Am nächsten Tag hatten die Teilnehmer mit der Kamera weniger genaue Erinnerung an die Objekte als diejenigen, die sich alles nur ansahen. Linda Henkel bezeichnet dieses Phänomen als „Beeinträchtigungseffekt durch Fotografie" Ein bisschen wie im Dialog von Phaedrus, als Platon davor warnte, dass geschriebene Wörter unsere Fähigkeit Dinge auswendig zu lernen, behindert.

„Wenn Menschen sich auf Technologie verlassen, um sich an etwas zu erinnern—also, darauf zählen, dass die Kamera die Veranstaltung aufnimmt und man so nicht mehr richtig anwesend sein muss—kann es einen negativen Einfluss auf die eigene Erinnerung haben." sagte Henkel.

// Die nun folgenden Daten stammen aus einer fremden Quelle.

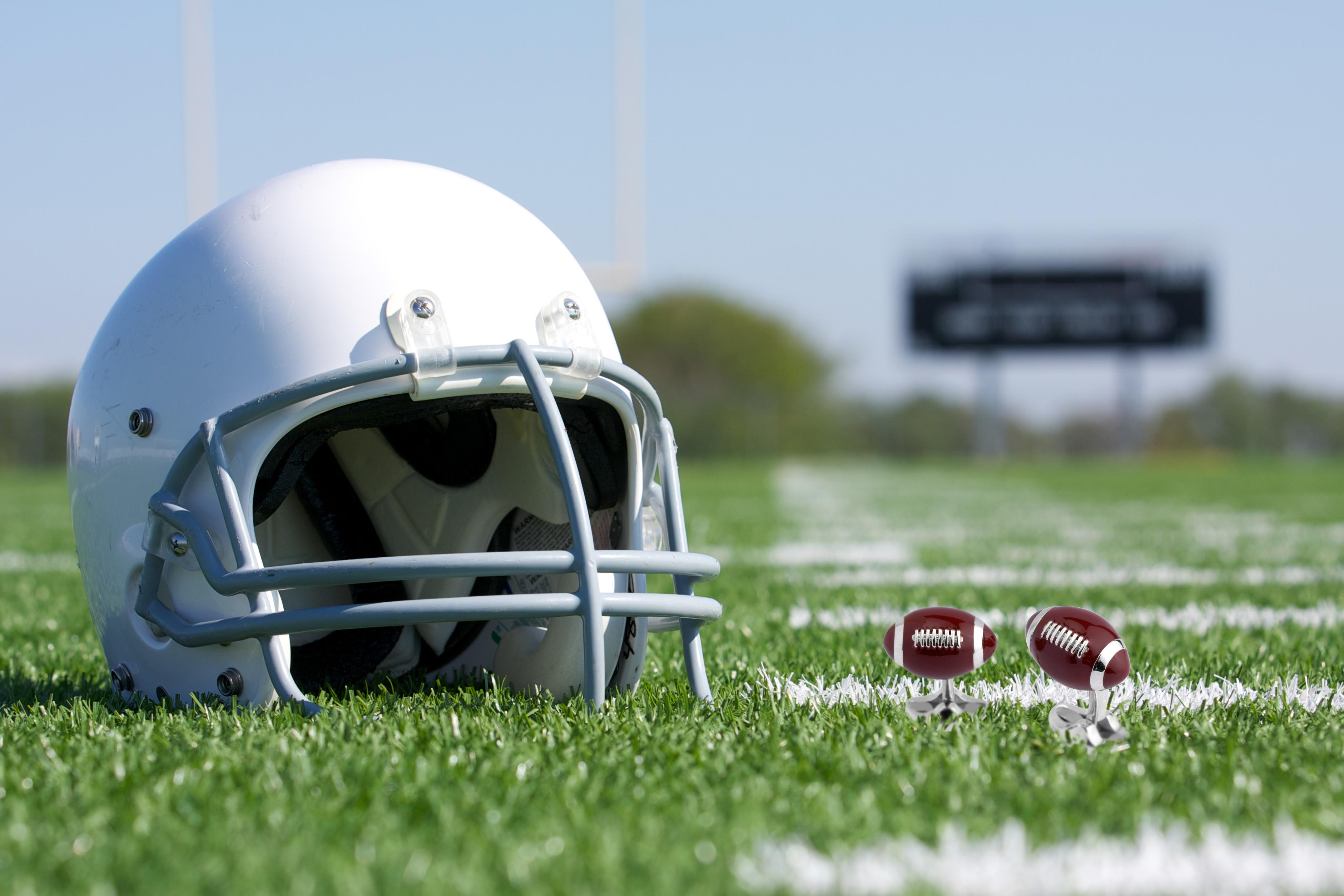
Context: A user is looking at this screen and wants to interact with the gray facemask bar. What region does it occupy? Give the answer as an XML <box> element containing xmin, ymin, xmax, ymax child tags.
<box><xmin>136</xmin><ymin>340</ymin><xmax>723</xmax><ymax>712</ymax></box>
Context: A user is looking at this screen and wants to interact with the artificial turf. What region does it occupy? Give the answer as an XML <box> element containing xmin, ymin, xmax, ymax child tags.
<box><xmin>0</xmin><ymin>461</ymin><xmax>1344</xmax><ymax>895</ymax></box>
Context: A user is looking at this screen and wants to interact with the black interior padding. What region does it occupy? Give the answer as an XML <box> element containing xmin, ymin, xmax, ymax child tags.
<box><xmin>253</xmin><ymin>394</ymin><xmax>628</xmax><ymax>525</ymax></box>
<box><xmin>379</xmin><ymin>407</ymin><xmax>495</xmax><ymax>488</ymax></box>
<box><xmin>289</xmin><ymin>443</ymin><xmax>406</xmax><ymax>693</ymax></box>
<box><xmin>253</xmin><ymin>394</ymin><xmax>628</xmax><ymax>692</ymax></box>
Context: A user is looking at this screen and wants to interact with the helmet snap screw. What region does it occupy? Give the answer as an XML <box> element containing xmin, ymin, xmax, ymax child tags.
<box><xmin>215</xmin><ymin>666</ymin><xmax>243</xmax><ymax>697</ymax></box>
<box><xmin>111</xmin><ymin>662</ymin><xmax>136</xmax><ymax>691</ymax></box>
<box><xmin>129</xmin><ymin>407</ymin><xmax>155</xmax><ymax>438</ymax></box>
<box><xmin>411</xmin><ymin>295</ymin><xmax>434</xmax><ymax>320</ymax></box>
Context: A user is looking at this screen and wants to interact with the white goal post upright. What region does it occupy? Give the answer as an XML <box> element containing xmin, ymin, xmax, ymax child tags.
<box><xmin>179</xmin><ymin>0</ymin><xmax>218</xmax><ymax>223</ymax></box>
<box><xmin>583</xmin><ymin>0</ymin><xmax>645</xmax><ymax>294</ymax></box>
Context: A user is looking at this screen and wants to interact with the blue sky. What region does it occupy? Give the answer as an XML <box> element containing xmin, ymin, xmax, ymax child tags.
<box><xmin>0</xmin><ymin>0</ymin><xmax>1344</xmax><ymax>418</ymax></box>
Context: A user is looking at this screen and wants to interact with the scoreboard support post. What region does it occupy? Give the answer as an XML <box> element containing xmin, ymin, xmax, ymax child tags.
<box><xmin>1116</xmin><ymin>348</ymin><xmax>1144</xmax><ymax>454</ymax></box>
<box><xmin>974</xmin><ymin>350</ymin><xmax>1008</xmax><ymax>458</ymax></box>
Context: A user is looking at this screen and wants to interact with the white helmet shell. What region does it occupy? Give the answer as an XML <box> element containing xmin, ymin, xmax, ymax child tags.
<box><xmin>69</xmin><ymin>160</ymin><xmax>718</xmax><ymax>703</ymax></box>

Für Kamerahasser ist das die beste Nachricht seit der Erkenntnis, dass Instagram-Bilder von Mahlzeiten, das Essen schlechter schmecken lässt. Ich persönlich war ziemlich aufgeregt, denn nichts bringt mich mehr in Rage, als die Allgegenwart von Menschen, die überall und besonders im Museum Fotos schießen. Von jedem Gemälde gibt es in den meisten Fällen doch eh eine viel besserer digitale Version im Internet, warum muss also jeder seine eigene, wesentlich schlechtere Version haben?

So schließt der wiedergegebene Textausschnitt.